Op mijn eerste dag werd ik pas 's avonds
in het museum verwacht en had alle tijd
het "Parijs" van Zuid Amerika
nader te onderzoeken. Ik was net terug uit
Parijs, dus het moest me opvallen of Buenos
Aires daaraan wel beantwoordde. Een wandeling
naar de Plaza de Mayo, waaraan het presidentiele
paleis, het Casa Rosada ligt, deden mijn
twijfels al rijzen. Dit 19de eeuwse gebouw
met de uitstraling van een oud spoorwegstation,
extra roze geverfd voor de opnames van de
film Evita, waarbij Madonna vanaf het balkon
stond te brullen, met een vrij onverzorgd
plein/park voor de deur, waar de dwaze moeders
schijnen te circuleren [ik heb ze niet gezien],
geeft je absoluut niet het gevoel in Parijs
te zijn.
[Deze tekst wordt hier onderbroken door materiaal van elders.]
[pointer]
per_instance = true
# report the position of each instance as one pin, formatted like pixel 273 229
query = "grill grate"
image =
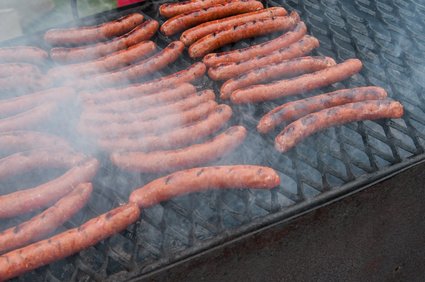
pixel 388 36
In de loop van mijn wandeling veranderde
dat ook niet erg, ofschoon, het gevoel in
een wereldstad te zijn was onmiskenbaar.
Op mijn vraag, terug in mijn hotel, of er
nog berichten van ambassade of museum waren,
werd mij tot mijn verrassing een boodschap
van Jacques de Rhoter in de handen geduwd.
Ik had van hem gehoord via mijn vriend Paul
Maas en ik ben blij dat ik hem en zijn vrouw
Cassandra heb leren kennen. We maakten een
afspraak voor de volgende dag, zondag, inauguratie
president, nationale feestdag, museum dicht.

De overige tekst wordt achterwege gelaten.